Y él dijo: Señor, yo creo. Y lo adoró.

La franqueza del ex ciego enfureció a los fariseos sin medida. Ahora le echaron en cara la creencia popular, diciéndole que su ceguera se debía al pecado, y reprochándole su calamidad. Esa es la manera de los incrédulos. Cuando ya no son capaces de contradecir los hechos claros, recurren a insinuaciones viles y blasfemias maliciosas. Y los fariseos, además de sus otros insultos, lo echaron de la sala donde tenían sus sesiones y dieron los primeros pasos para sacarlo también de la congregación.

Obstinada y deliberadamente cerraron sus ojos ante los hechos claros que tenían ante sus ojos; negaron su realidad; ahogaron su propia conciencia. Todas sus acciones fueron producto de la hipocresía de la clase más repugnante, una blasfemia sin paralelo. Jesús, que había observado atentamente el caso del ex ciego, pronto descubrió que los gobernantes judíos habían iniciado el proceso de excomunión en su contra.

Por lo tanto, aprovechó la ocasión para mirarlo y tranquilizarlo de la manera más maravillosa.
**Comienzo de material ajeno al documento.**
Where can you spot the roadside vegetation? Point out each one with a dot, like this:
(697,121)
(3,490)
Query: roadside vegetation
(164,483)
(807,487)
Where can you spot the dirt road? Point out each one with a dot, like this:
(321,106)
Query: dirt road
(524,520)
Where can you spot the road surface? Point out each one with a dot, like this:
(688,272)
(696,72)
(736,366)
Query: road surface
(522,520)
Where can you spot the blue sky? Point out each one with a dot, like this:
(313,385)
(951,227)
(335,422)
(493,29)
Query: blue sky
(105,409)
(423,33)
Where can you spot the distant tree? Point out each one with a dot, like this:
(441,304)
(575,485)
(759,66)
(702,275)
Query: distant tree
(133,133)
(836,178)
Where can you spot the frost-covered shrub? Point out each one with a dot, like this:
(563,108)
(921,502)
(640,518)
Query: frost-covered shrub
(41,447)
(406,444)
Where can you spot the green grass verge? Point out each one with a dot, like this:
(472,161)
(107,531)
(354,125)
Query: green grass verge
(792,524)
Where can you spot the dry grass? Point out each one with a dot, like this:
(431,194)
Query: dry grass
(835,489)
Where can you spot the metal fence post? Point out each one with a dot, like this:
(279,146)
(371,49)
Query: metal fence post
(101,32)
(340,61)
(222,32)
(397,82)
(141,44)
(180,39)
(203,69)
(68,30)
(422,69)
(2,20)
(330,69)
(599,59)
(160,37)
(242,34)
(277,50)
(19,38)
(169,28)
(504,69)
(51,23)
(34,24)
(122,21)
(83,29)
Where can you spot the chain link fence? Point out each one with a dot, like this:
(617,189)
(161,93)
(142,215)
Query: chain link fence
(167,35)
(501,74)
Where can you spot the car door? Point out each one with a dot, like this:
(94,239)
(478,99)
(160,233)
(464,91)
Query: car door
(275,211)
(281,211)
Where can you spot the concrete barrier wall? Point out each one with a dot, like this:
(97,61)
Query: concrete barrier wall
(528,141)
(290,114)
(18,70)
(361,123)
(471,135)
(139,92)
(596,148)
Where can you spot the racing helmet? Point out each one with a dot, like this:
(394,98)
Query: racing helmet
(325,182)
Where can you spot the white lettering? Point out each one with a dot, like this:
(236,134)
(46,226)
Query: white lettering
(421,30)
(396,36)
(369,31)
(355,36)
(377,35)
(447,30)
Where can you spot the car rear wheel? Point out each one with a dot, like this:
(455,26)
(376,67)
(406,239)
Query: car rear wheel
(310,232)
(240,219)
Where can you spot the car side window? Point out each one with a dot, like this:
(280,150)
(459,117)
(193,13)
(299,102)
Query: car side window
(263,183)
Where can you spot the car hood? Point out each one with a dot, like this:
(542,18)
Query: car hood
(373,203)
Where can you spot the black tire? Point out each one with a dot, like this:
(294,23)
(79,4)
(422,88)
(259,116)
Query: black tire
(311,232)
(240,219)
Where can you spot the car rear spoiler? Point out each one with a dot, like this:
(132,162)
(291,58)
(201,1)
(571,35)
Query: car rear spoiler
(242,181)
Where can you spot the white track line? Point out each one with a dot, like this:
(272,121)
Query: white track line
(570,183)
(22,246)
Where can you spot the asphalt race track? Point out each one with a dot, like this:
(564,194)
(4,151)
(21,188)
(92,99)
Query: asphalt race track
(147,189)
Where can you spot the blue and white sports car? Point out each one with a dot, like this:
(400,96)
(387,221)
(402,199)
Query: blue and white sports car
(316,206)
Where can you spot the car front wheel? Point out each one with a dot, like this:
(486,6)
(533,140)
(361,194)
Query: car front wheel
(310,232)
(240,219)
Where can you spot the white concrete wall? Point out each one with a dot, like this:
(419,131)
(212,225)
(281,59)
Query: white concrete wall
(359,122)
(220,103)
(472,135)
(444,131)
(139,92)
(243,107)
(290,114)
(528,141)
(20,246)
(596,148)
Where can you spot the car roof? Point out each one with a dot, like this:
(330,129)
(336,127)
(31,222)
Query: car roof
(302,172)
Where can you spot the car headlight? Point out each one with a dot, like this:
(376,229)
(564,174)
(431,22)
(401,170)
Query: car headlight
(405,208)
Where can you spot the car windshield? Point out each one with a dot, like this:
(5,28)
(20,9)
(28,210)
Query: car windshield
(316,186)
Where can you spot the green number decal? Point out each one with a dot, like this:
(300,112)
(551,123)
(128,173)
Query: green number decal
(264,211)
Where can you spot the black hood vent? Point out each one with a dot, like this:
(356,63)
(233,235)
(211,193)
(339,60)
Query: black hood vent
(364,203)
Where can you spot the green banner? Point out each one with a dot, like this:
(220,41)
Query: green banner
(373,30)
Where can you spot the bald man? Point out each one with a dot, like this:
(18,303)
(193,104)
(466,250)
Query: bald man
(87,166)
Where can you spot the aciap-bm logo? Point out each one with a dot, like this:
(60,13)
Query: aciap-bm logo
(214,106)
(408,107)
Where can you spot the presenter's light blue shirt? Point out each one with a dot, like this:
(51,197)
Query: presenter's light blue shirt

La pregunta de Jesús, si creía o no en el Hijo de Dios, pretendía obrar esta fe en el corazón del hombre, pues tal es la naturaleza de la Palabra de Dios en todos los tiempos. El hombre sanado era un israelita creyente; su fe estaba puesta en el Mesías venidero, de quien sabía que era el Hijo de Dios. Por lo tanto, cuando estuvo seguro de la identidad del Hijo de Dios con el gran Sanador que le estaba hablando, confesó gustosamente su fe y la mostró por su acto exterior de devoción, doblando su rodilla en oración de adoración; adoró a Jesús como Dios. Nota: Jesús nunca pierde de vista a aquellos en quienes se ha interesado personalmente. La solicitud de su misericordia salvadora asiste siempre a los que han recibido sus beneficios.